OK, I have an incredibly weird nginx connection issue.
I have a cluster of boxes that are responsible for terminating SSL
requests
and passing them to a local haproxy instance for further routing. I have
corosync/pacemaker setup to manage the IP addresses and failover
instances
if there’s an issue.
This server has been running fine for a long time, but we recently had
to
reboot because of the GHOST stuff. Before we did that, we did an apt-get
upgrade to get to the latest Debian Wheezy packages, including a new
nginx
(1.6.2), openssl, kernel, and just about
After that happened, we started seeing connection issues to the nginx
that
does SSL termination. We When it was happening, about 50% of our
requests
were timing out (iOS/Android clients). I was testing manually using curl
when it was happening, and we were seeing huge fluctuations in the time
it
takes to connect. I saw a lot of connections just timing out completely,
in
combination with connections take 1s, 3s, 15s, 30s, etc…
When this issue was happening to nginx, haproxy on the same box was
unaffected, tested by curling every second from a box close to it,
logging
the results and verifying results. So, it seemed to just be SSL with
nginx.
Now that our peak load is down, it’s not as big an issue, but we are
still
seeing connection issues when I curl, just more like 1-3s typically,
just
not as many. Since we’ve had some time to experiment, I’ve gathered more
information that makes no sense to me.
Almost all the traffic was setup to go to the address managed by
corosync.
When I setup my curl tests to run every second, I see the timeouts. SO,
I
tried something.

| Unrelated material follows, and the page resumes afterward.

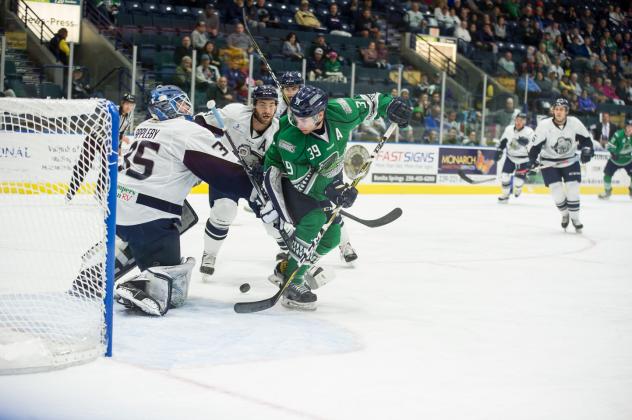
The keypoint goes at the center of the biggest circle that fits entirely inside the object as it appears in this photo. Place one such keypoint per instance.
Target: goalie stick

I bound the main ip address of the NIC to nginx,
reloaded,
and redid the same test, but pointed the curl to go to the main ip
address.
As soon as I did that, my curl tests never saw a single issue and the
connect phase never takes more than 2ms and no timeouts.
So, I started thinking it was the corosync IP, so I sent all our traffic
to
go to the main nic ip address that just tested fine, and once the normal
traffic levels switched over to main nic, I started seeing curl timeouts
now that it had traffic. So, I then started curling the IP from corosync
that used to be primary, and now IT has no connection issues.
So, I have connection issues to nginx but only on the IP address that
takes
the traffic. nginx on a different IP on the same NIC is fine. haproxy on
the same NIC as fine.
What the heck? Struggling to think of anything I could tweak. This
doesn’t
make sense, but I have triple checked my info, and it’s legit.